- The Washington Times - Monday, April 20, 2009

A key D.C. Council member says his committee hasn’t received regulations governing a budget proposal by Mayor Adrian M. Fenty that would cut costs by allowing inmates to earn time off their sentences, even though his panel is expected to vote on the planin just eight days.

“I’m a strong believer in planning first and then acting on the basis of the plan,” said D.C. Council member Phil Mendelson, chairman of the Committee on Public Safety and the Judiciary. “It’s been a problem the council has had with the executive that they act first and plan afterwards.”

The city hopes to save $4.4 million in fiscal 2010 under Mr. Fenty’s plan, which could reduce the prison population by 2 percent from its current daily average of 3,000 inmates.

Current law permits sentenced inmates to earn up to five days off their terms each month by completing specified academic and vocational programs.

The new proposal would extend the program to pretrial inmates and allow them to earn time off simply by participating in the programs.

Officials said about 2,400 inmates would be eligible to receive good-time credits. If each eligible inmate earned an average of five days of good time, it would reduce the average inmate population by about 65 people.

At a budget oversight hearing before Mr. Mendelson’s committee last month, D.C. Department of Corrections Director Devon Brown said regulations for the proposal were still being developed, but that officials would provide preliminary language to Mr. Mendelson’s committee.

Mr. Mendelson, at-large Democrat, said he hasn’t received anything and plans to press officials this weekfor the regulations.

Fenty spokeswoman Leslie Kershaw said the Department of Corrections was still working on the regulations and pointed out that Mr. Mendelson’s committee had not given city officials a deadline.

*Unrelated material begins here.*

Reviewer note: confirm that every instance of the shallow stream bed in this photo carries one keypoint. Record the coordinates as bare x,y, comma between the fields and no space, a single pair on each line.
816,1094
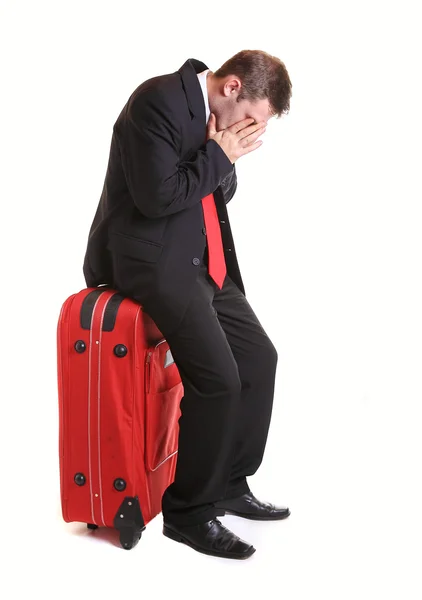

Mr. Mendelson said he expects the regulations to include details about how inmates can qualify for the credits and what constitutes adequate participation for them to earn the credits.

His committee will consider the proposal - which he called “not a bad concept” - April 28. But he said right now, “It’s not a plan, it’s just an action.”

He referred to the mayor’s proposal as it stands as “let’s reduce the budget by ‘X’ amount and we’ll do that based on planning we’ll do later, i.e. these regs.”